Monday, February 25, 2008

Now Officially Cranky and Middle -Aged

I had a genuine old fogey moment on my commute home this evening. I was actually prompted to forgo my Canadian "pretending not to hear what the person beside you is saying in a perfectly audible voice" practice.

Two physics graduate students were talking on the bus, sitting across the aisle from each other in the manner of young men who wish to avoid being thought a fairy by sitting beside--and possibly brushing legs with--another male. As I was sitting down beside one of them, the guy across the aisle said, "And you can't even go study with Schrieffer anymore because he's in jail."

The guy beside me said, "Yeah, I heard that. He got two years for vehicular manslaughter. That's awesome! Well, I mean, not for him."

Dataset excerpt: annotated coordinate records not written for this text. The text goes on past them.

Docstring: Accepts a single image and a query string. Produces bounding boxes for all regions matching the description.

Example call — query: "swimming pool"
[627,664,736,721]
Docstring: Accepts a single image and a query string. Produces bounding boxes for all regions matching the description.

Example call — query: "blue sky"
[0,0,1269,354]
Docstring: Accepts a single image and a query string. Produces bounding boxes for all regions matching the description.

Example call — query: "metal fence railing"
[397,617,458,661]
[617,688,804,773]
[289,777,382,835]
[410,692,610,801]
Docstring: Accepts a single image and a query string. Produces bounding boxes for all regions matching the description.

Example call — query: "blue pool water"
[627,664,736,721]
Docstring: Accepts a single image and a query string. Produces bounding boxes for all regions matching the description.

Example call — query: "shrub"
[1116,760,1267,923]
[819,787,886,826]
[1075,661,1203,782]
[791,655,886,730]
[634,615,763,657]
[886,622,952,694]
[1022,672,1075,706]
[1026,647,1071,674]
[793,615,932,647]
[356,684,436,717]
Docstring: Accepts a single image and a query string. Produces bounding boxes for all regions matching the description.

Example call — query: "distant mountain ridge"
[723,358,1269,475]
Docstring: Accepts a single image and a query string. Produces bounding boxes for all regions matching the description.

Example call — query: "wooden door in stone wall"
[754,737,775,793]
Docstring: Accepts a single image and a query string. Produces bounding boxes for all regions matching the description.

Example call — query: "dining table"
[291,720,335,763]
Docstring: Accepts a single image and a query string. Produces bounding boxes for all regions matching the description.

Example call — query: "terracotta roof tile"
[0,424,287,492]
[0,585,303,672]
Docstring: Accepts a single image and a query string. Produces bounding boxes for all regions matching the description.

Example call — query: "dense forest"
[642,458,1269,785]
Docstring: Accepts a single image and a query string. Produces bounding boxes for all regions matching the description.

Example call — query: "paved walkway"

"No, but it was great for the guy he killed," I said. I honestly don't know where it came from.

"Uh, no I guess it sucked for him too," the kid acknowledged. I pulled my book out of my bag and went back to "pretending not to hear what the person beside you is saying in a perfectly audible voice."

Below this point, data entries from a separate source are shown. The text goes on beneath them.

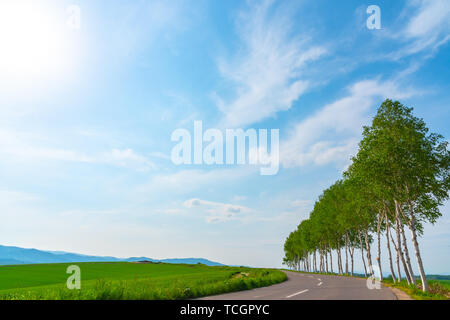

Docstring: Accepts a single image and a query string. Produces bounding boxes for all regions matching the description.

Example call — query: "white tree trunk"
[408,202,428,292]
[364,230,373,275]
[385,214,397,282]
[394,200,412,284]
[377,214,383,281]
[359,232,367,278]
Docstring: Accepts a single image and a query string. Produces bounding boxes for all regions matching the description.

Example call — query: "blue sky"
[0,0,450,273]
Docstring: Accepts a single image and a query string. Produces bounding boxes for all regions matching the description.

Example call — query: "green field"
[0,262,286,300]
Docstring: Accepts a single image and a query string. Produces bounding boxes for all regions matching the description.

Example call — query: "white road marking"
[286,289,309,298]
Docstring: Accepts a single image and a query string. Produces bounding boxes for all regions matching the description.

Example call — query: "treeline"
[283,100,450,291]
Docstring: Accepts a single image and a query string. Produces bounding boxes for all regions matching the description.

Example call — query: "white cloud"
[0,131,156,171]
[280,80,416,167]
[135,167,258,197]
[215,1,326,127]
[391,0,450,59]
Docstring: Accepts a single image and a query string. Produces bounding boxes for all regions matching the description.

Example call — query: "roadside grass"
[0,262,287,300]
[283,269,450,300]
[383,278,450,300]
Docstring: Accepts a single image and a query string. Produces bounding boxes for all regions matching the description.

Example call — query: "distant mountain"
[0,245,224,266]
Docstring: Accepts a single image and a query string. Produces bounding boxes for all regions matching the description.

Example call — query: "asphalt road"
[202,271,397,300]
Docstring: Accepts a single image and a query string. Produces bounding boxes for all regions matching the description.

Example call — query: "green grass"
[0,262,286,300]
[383,279,450,300]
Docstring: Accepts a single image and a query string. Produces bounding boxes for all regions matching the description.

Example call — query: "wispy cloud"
[280,80,417,167]
[0,131,156,171]
[184,199,252,222]
[215,0,326,126]
[391,0,450,59]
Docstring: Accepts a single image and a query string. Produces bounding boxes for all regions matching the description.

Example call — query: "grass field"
[0,262,286,300]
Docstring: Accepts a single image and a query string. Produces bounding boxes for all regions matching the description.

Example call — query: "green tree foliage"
[284,99,450,291]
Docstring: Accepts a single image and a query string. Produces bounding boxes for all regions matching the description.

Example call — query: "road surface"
[201,271,397,300]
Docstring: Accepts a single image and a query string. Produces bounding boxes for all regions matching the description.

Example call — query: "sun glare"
[0,0,71,82]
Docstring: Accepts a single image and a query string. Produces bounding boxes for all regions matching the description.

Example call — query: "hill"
[0,245,224,266]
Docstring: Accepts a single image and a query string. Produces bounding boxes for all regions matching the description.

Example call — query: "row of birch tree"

I think the guy across the aisle must have agreed with me, because he said, "Yeah, apparently he had a whole long record of being pulled over going 100 miles an hour, and he would say, 'I'm a Nobel Prize winner, I can do what I want'."

They went back to their topic about where to go after grad school, eventually settling on two post-docs as the most they would take before going into industry. I sighed inwardly. Both those young fellows, should they actually complete their doctorates, will accept not only as many post-docs as they can, but one-year 4-4 teaching contracts and anything else that comes their way. If Schrieffer weren't in jail, they still wouldn't be going to study with him, because his in-box would be full of fawning emails from graduate students at small Canadian universities.

I can't really blame them. They're just young and, uh, young. But I wish they'd either sit beside each other, so I'm not thrust in the middle of their conversations, or shut up. Remember that scene in Star Trek IV where they go back in time to more-or-less now, and Spock uses the Vulcan nerve pinch to render unconscious a guy playing loud music on a bus? No? Well, I think of it often.

4 comments:

the chocolate doctor מרת שאקאלאד said...

What a horrifying story! I mean the killer driver, not the annoying kids.
That is just a bewildering story.

I do remember that bit in Star Trek IV. That may have been a real turning point in the Radio Wars (of course, a nerve pinch would in actual practice leave the radio on), but Do the Right Thing was still to come.

FJ said...

Worse, it seems that Schrieffer's homies attempted to put the blame on the victims, who were not wearing seat belts. Nonetheless, the prosecution pointed out, they would not have been killed if Schrieffer hadn't banged into them going 111 mph. I do believe Schrieffer may have a mental illness--there were some rumours of failing to take his meds--but you do have to wonder if winning that Nobel Prize didn't actually, in the end, ruin his life. Of course, people with many lesser accomplishments also often feel they are above normal rules and regulations, so who knows.

Anonymous said...

He was 74 at the time of the sentencing. Maybe an argument for mandatory retirement AND license re-testing for the elderly?

Two year sentence --- presumably out now? Still listed as emeritus, though.

http://www.magnet.fsu.edu/search/personnel/getprofile.aspx?fname=John&lname=Schrieffer

Helene

FJ said...

Actually, teens have the worst driving records. (Details here
.) Older folks are relatively safe, except for megalomaniac, Nobel Prize-winning jerks. Perhaps mandatory license re-testing for megalomaniacs?